Bulk restore items from the SharePoint recycle bin

6 februari 2019

When writing the blog https://www.mavention.nl/blogs-cat/paging-through-sharepoint-recycle-bin/ we ended with the conclusion that you can restore items in a recycle bin when the item limit threshold is exceeded. The solution provided required that the restore would take place as the user who deleted the items.

Before we executed the script on the customers production tenant, we did multiple successful tests on a development tenant. We did however not hit the threshold limit in there, we only tested the different scenarios with the accounts.

Before running the actual restore, we did test successfully a restore of an item removed by one of our own accounts. The problems occurred when we run the script with the user who had removed all items. Against our expectations we again where hit with threshold errors.

Item count in the recycle bin

I mentioned that the recycle bin did not show a count of items when it was exceeding the threshold. This turned out to not be the case. The counter only shows the items that you yourself removed. The user that removed the files we needed to restore had removed just over 110.000 items.

Working scenario without hitting the threshold

To verify the script, we created a temporary library, added 3 files and directly removed them. After this action the recycle bin had at least 110.003 items. We run the script with the paging from the previous blog article. After the script had finished, we had our 3 files back in the library. A second test had us adding and removing 3 items to the document library where all files were deleted from. This library contained near 120.000 items. Running the script was successful and we had our 3 files back.

Now it was time to contact the user and run the script to restore their approximately 110.000 removed items. Unfortunately, we received threshold errors on restoring the very first item.

Due to our test scenario’s we could conclude that the total amount of items in either the document library and the recycle bin where not the issue. On restoring, the number of items deleted by that specific user has an impact on the thresholds.

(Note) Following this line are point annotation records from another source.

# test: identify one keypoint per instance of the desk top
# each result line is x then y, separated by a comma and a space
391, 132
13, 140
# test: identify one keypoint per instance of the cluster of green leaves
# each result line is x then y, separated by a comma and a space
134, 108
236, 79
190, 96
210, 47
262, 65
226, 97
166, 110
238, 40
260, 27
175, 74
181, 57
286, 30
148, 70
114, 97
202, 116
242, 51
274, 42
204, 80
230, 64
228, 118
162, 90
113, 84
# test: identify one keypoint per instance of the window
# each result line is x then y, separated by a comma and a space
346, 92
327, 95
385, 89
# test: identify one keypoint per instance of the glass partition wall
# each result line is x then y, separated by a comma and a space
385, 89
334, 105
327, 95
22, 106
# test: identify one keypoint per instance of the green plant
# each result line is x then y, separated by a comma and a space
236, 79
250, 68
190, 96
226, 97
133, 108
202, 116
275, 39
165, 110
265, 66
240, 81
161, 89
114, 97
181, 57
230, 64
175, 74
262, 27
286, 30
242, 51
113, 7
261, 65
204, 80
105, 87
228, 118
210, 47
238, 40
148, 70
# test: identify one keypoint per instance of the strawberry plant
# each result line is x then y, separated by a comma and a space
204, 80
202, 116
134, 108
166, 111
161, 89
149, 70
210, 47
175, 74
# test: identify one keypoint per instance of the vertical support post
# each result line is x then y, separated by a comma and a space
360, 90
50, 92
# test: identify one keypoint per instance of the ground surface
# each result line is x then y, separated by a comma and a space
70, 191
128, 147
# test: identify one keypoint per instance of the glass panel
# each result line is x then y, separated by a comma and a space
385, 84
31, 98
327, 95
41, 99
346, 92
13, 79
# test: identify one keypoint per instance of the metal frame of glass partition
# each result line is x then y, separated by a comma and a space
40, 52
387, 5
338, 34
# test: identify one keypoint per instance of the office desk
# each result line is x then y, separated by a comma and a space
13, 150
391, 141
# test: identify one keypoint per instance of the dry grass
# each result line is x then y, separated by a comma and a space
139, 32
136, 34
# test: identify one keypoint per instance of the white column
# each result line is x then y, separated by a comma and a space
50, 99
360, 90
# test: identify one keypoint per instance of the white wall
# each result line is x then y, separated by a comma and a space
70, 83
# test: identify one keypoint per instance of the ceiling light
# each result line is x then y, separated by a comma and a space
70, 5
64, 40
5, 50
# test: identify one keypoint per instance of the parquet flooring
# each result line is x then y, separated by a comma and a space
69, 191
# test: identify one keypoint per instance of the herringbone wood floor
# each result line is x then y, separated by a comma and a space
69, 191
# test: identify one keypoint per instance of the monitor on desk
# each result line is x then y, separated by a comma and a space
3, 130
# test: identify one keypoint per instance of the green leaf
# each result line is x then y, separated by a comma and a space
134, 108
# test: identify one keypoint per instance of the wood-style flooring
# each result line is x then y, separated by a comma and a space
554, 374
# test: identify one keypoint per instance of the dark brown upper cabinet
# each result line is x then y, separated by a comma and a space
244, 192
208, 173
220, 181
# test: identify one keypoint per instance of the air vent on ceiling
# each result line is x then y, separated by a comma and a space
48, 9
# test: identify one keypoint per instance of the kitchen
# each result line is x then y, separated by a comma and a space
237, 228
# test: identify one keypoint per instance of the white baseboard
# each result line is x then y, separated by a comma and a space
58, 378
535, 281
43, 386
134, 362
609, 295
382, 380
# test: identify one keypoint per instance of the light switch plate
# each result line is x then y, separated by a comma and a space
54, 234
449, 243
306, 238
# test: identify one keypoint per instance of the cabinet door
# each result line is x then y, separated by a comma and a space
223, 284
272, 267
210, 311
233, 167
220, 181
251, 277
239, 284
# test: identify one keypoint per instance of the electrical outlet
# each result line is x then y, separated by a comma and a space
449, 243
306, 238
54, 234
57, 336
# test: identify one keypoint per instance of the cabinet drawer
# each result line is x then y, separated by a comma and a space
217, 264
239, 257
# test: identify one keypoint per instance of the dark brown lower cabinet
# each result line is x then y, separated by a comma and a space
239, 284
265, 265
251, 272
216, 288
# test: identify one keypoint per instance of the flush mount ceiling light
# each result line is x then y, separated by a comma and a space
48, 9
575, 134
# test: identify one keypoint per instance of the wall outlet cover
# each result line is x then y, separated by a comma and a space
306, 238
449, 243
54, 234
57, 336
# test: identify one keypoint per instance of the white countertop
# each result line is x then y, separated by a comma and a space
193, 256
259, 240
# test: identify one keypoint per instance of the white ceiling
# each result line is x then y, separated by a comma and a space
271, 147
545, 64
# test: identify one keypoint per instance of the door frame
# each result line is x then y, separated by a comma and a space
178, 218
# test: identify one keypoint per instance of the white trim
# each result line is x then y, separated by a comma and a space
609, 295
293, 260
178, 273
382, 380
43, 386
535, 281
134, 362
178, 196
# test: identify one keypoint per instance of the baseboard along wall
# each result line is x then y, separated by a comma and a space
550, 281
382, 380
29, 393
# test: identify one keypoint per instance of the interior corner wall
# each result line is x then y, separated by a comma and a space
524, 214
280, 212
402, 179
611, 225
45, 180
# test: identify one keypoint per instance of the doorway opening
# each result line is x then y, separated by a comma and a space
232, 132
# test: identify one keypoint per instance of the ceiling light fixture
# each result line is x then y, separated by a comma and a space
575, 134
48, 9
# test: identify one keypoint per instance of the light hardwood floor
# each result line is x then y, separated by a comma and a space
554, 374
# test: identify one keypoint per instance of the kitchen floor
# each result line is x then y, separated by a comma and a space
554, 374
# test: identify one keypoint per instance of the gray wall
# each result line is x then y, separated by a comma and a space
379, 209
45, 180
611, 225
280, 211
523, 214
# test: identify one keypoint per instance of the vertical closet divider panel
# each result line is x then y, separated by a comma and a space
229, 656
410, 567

Working scenario when hitting the threshold

As we did not want to manually restore over 110.000 items, with 200 items per page if you would use the classic UI, we set out to search for another solution. As mentioned in the previous blog post, restoring items from the recycle bin itself works perfectly. If you have enough permissions, you can also restore items for other users from here.

As with figuring out how paging worked the developer tools came to the rescue here. We opened the developer tools in the modern UI. From here we selected a couple of items and hit the restore button. The network tab showed that the REST endpoint “site/RecycleBin/RestoreByIds” was used. In the body the ids of the items where passed on as an array.

Show me the code

We adapted our existing script that had the code to page through the recycle bin using CSOM and PowerShell. With that as a base we extended the script to use REST to restore the items. With some recursive functions we retrieved batches of 50 items to restore. We changed the code to only retrieve the ids of the items that needed to be restored. This gave us an array of 50 items at a time.
The first step to get it working was retrieving an authentication cookie to call the REST endpoint, we can retrieve that from the CSOM client context that we had to page through the recyle bin

$contextCredentials = $script:clientContext.Credentials
$authenticationCookies = $contextCredentials.GetAuthenticationCookie($script:fullSiteUrl, $true)

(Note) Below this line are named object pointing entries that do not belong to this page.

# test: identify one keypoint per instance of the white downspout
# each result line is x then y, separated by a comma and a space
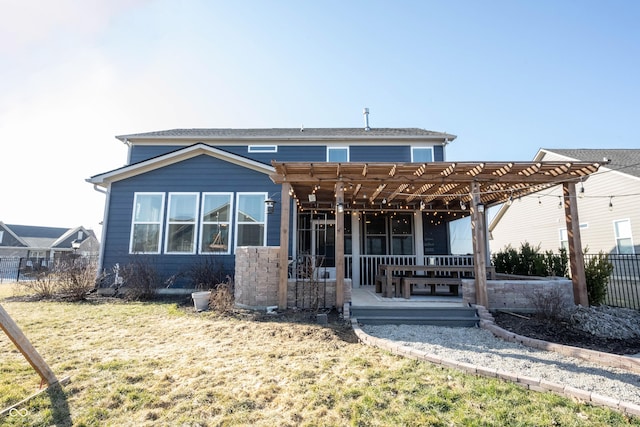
105, 217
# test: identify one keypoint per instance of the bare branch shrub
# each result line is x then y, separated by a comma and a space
43, 286
549, 304
206, 273
221, 298
76, 278
141, 280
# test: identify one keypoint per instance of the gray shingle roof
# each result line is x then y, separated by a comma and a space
289, 133
623, 160
37, 231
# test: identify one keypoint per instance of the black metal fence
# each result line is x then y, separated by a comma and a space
623, 289
24, 269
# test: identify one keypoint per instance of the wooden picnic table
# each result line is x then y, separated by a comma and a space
428, 272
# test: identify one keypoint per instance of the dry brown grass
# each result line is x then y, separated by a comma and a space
134, 364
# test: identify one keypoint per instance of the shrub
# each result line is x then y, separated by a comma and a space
43, 286
557, 265
76, 277
207, 273
222, 297
140, 280
506, 260
597, 270
528, 261
549, 304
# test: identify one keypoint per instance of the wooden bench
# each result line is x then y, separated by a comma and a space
381, 279
408, 282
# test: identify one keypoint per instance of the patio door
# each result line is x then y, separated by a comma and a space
323, 241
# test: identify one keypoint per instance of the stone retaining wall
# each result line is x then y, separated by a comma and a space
256, 282
517, 295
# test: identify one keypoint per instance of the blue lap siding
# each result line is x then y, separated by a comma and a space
199, 174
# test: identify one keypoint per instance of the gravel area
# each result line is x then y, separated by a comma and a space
480, 347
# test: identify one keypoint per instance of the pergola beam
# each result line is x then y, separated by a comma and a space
438, 184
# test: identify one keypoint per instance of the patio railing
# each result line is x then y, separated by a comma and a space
369, 264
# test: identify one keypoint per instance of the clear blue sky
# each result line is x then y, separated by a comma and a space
507, 77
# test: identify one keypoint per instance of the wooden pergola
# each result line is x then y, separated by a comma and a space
449, 189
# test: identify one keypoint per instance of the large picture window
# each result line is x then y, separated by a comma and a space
181, 223
216, 219
146, 223
251, 219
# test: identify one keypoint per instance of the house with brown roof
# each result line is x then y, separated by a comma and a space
608, 202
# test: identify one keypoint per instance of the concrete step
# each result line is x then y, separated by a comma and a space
438, 316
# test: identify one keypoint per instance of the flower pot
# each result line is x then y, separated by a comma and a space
201, 300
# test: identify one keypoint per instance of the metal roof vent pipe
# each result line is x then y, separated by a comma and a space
366, 119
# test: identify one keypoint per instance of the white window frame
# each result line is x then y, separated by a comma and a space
203, 222
160, 222
414, 148
618, 238
194, 223
392, 235
237, 223
262, 149
336, 148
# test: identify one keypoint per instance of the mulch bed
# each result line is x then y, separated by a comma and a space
561, 332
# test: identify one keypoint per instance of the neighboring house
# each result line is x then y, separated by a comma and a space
42, 245
608, 204
187, 194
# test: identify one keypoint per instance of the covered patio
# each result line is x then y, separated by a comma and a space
439, 192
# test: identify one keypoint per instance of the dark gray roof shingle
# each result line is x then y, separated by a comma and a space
288, 133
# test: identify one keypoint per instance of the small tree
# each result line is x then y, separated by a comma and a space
597, 271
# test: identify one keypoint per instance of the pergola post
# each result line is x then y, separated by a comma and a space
478, 230
339, 245
283, 261
576, 256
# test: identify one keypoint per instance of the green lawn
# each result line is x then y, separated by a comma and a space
136, 364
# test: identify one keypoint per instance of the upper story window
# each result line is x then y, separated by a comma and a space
146, 227
181, 224
337, 154
421, 154
251, 221
263, 149
216, 221
624, 243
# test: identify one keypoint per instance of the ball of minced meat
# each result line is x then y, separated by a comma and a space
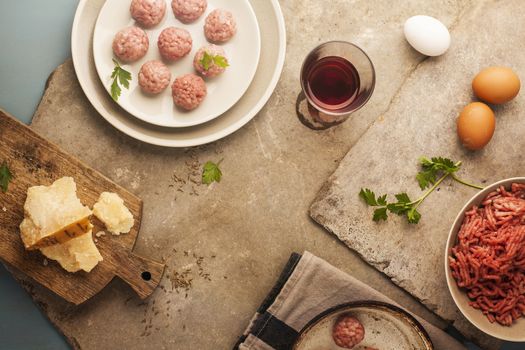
348, 332
188, 91
148, 13
220, 26
154, 77
188, 11
174, 43
130, 44
209, 68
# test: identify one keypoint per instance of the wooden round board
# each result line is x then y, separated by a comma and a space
35, 161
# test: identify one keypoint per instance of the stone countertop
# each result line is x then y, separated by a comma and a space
225, 244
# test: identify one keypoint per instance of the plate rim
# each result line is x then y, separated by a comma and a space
452, 237
210, 137
367, 303
179, 124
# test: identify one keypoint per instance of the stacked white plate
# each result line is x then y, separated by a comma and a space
256, 56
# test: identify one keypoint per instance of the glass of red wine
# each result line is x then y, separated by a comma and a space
337, 78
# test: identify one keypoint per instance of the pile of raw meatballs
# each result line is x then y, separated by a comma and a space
132, 43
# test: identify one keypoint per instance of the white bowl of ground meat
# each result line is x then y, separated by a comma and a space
485, 260
226, 80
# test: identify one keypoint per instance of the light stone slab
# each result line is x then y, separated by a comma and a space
246, 226
422, 121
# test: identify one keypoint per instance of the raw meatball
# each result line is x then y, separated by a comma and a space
188, 91
130, 44
148, 13
154, 77
220, 26
188, 11
174, 43
348, 332
213, 69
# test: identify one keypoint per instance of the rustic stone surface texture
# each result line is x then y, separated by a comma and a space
422, 121
225, 244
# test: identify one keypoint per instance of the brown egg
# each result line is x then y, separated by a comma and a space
476, 125
496, 85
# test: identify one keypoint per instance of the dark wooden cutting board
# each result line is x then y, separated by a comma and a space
35, 161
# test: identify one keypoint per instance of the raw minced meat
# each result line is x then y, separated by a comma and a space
154, 77
220, 26
210, 68
130, 44
148, 13
348, 332
188, 11
174, 43
188, 91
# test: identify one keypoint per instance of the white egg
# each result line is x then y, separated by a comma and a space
427, 35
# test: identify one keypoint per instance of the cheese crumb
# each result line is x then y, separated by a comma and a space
110, 209
77, 254
53, 214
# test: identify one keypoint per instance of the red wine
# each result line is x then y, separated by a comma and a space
332, 83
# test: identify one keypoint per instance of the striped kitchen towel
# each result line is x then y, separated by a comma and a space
307, 286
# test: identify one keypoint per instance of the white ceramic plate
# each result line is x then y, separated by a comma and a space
516, 332
224, 91
273, 46
387, 327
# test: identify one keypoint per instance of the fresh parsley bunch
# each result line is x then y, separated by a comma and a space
207, 60
433, 172
211, 172
120, 77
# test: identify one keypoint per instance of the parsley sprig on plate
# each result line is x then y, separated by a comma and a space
211, 172
121, 77
208, 60
433, 172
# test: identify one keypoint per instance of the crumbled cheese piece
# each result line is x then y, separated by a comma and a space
53, 214
100, 233
110, 209
77, 254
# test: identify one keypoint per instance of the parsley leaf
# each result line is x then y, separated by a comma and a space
220, 61
413, 216
433, 172
5, 176
208, 60
368, 196
432, 168
380, 214
119, 76
211, 172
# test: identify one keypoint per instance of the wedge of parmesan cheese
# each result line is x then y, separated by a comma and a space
53, 214
79, 253
110, 209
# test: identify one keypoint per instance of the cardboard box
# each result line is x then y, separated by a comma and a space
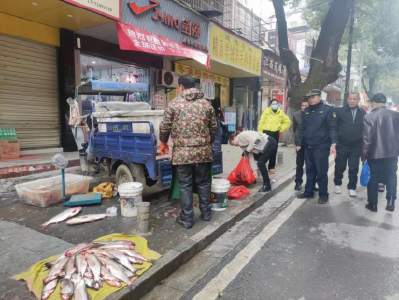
9, 149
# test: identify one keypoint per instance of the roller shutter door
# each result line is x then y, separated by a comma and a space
28, 92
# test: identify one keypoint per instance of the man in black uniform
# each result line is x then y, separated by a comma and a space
317, 133
349, 143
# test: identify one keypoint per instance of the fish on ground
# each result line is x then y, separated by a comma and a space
81, 264
95, 267
80, 291
66, 214
55, 271
117, 270
66, 289
109, 278
86, 219
49, 288
70, 268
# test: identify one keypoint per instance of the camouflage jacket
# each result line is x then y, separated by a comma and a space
190, 119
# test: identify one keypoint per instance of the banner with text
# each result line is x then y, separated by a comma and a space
133, 38
228, 48
197, 73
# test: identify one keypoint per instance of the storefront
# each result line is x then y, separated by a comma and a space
273, 80
139, 49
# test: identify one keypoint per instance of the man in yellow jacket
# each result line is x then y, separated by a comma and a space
273, 122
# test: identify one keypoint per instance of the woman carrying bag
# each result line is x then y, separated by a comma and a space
253, 142
273, 122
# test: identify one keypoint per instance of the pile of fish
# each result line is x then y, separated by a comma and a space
86, 265
71, 212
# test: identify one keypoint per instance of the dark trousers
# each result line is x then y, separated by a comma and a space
350, 157
316, 170
300, 162
383, 168
190, 175
264, 157
276, 136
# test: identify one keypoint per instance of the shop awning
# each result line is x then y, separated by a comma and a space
133, 38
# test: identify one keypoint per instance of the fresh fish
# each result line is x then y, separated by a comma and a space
70, 268
49, 288
134, 253
109, 278
89, 274
80, 290
66, 214
117, 270
100, 252
123, 260
95, 267
55, 270
78, 248
81, 264
66, 289
119, 244
86, 219
91, 283
49, 264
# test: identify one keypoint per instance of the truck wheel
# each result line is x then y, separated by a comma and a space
124, 175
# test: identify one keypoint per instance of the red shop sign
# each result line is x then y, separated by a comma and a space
133, 38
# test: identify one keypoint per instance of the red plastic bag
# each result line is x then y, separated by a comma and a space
237, 192
242, 175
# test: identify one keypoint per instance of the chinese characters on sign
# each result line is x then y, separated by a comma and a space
133, 38
200, 74
230, 49
230, 115
273, 69
208, 88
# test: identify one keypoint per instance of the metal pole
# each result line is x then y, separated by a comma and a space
349, 62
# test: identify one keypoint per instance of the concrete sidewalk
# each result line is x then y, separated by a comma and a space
20, 225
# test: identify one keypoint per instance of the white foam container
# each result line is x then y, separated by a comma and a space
130, 194
219, 190
52, 189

To make the requests via PowerShell we created a web request session to hold the cookies:

$webSession = New-Object Microsoft.PowerShell.Commands.WebRequestSession
$webSession.Cookies.SetCookies($script:fullSiteUrl, $authenticationCookies)
$webSession.Headers.Add("Accept", "application/json;odata=verbose")

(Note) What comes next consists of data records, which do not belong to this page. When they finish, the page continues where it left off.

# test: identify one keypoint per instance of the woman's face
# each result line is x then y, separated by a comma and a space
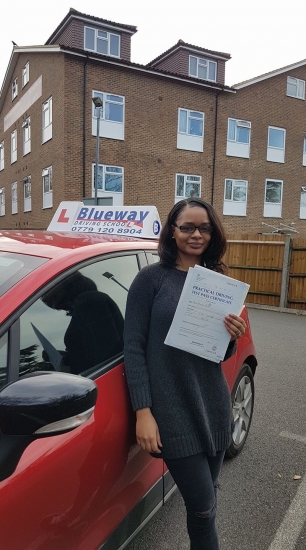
192, 244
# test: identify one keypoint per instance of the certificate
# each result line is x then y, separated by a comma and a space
198, 324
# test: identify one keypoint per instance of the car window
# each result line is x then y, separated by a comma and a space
3, 359
77, 326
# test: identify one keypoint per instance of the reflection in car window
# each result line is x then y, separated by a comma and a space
3, 360
78, 324
14, 267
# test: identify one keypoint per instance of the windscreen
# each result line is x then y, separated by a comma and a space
14, 267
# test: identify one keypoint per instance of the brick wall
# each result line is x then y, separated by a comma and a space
51, 66
263, 104
148, 153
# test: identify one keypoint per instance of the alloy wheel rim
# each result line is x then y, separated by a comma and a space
242, 410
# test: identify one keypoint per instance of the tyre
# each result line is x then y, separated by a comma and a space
242, 407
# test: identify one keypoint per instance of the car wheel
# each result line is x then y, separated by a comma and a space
242, 407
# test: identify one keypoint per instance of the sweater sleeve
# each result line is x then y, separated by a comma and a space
136, 330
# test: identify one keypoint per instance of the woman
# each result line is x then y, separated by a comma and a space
182, 401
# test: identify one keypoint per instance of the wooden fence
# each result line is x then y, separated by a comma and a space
273, 265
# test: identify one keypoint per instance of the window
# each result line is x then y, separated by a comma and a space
82, 317
14, 88
25, 73
2, 155
2, 201
273, 198
47, 120
14, 198
202, 68
103, 42
13, 146
295, 87
303, 203
111, 115
190, 135
235, 197
47, 187
27, 194
276, 144
187, 186
26, 134
110, 182
238, 138
3, 359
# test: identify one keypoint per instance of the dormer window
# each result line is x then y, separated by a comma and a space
103, 42
202, 68
295, 87
14, 88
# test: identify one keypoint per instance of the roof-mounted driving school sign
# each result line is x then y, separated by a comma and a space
134, 221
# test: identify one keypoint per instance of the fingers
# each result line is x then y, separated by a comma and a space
235, 326
150, 445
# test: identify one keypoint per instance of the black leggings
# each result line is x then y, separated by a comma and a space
197, 478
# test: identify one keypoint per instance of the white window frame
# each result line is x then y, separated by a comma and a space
300, 87
25, 74
107, 39
106, 169
2, 201
112, 129
187, 180
14, 88
189, 118
232, 206
273, 209
47, 194
186, 140
26, 136
202, 62
14, 194
27, 194
14, 146
1, 155
47, 120
274, 153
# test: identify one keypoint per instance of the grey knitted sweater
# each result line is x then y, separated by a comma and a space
188, 396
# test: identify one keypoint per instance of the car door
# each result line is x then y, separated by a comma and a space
74, 490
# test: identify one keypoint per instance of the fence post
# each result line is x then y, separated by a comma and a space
285, 273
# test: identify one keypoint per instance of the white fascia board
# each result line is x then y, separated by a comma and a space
148, 71
269, 75
92, 23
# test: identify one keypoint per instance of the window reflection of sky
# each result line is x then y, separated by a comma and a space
53, 324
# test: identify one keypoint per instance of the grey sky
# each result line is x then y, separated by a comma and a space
260, 35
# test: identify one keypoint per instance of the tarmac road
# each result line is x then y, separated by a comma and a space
260, 506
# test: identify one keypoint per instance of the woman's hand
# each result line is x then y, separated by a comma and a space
235, 326
147, 432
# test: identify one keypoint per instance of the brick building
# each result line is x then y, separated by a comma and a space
169, 129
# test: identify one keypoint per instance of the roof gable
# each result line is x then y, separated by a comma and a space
131, 29
184, 45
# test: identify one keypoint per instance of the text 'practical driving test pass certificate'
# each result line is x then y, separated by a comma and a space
198, 324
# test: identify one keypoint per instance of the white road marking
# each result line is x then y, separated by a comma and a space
293, 522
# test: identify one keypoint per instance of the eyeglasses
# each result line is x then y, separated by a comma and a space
191, 228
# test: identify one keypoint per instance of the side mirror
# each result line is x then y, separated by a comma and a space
39, 405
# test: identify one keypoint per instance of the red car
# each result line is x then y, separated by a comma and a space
72, 475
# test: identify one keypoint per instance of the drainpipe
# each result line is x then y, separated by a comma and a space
84, 125
215, 143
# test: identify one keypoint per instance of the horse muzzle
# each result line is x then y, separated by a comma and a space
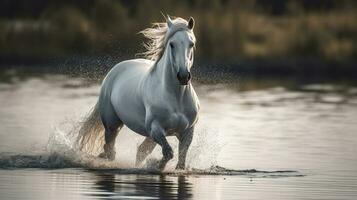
184, 78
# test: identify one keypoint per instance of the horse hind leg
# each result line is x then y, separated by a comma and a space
144, 149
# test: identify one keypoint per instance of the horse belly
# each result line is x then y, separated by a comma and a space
129, 107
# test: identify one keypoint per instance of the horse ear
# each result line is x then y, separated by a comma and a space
169, 21
191, 23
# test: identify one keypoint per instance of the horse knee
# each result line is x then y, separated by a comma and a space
167, 153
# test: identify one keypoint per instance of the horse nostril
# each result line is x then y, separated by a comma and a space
178, 76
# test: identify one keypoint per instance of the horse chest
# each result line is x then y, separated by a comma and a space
178, 118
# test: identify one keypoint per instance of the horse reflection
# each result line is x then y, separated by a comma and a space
142, 186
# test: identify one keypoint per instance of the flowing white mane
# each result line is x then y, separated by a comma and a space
158, 35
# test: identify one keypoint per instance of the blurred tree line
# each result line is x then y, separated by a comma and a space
228, 31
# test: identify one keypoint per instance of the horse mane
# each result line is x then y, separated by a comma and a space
158, 35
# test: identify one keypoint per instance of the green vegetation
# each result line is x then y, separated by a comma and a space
228, 31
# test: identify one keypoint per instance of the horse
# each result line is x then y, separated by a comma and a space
153, 96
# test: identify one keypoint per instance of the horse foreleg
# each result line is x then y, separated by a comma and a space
185, 140
158, 134
109, 152
145, 148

The next step we needed to have was a digest token, so the first call to make is one to the contextinfo endpoint, retrieve the digest token and add that to the headers of the websession

$response = Invoke-WebRequest -Uri "$($script:fullSiteUrl)/_api/contextinfo" -Method Post -WebSession $webSession
$responseJson = ConvertFrom-Json $response
$formDigest = $responseJson.d.GetContextWebInformation.FormDigestValue
$webSession.Headers.Add("X-RequestDigest", $formDigest);

This gave us all necessary items to perform the restore. We build a websession capable of authenticating the request and we had a collection of 50 items to restore. All we now need to do is call the RestoreByIds endpoint on the sites RecycleBin.

$url = "$($script:fullSiteUrl)/_api/site/RecycleBin/RestoreByIds"
$restoreCollection = ConvertTo-Json $script:itemsToRestore
$restoreCallContent = '{ "ids": ' + $restoreCollection + ' }'
$response = Invoke-WebRequest -Uri $url -Method Post -WebSession $webSession -Body $restoreCallContent -ContentType "application/json"

Conclusion

Restoring an item from the recycle bin in SharePoint can be done in several ways. Restoring items for a user that removed items far beyond the list item thresholds proves to be a challenge. Most documented endpoints will someway present you a threshold exceeded exception. Using a combination of techniques, in this case CSOM, REST and PowerShell, will save you a lot of time clicking through thousands of pages to restore all items.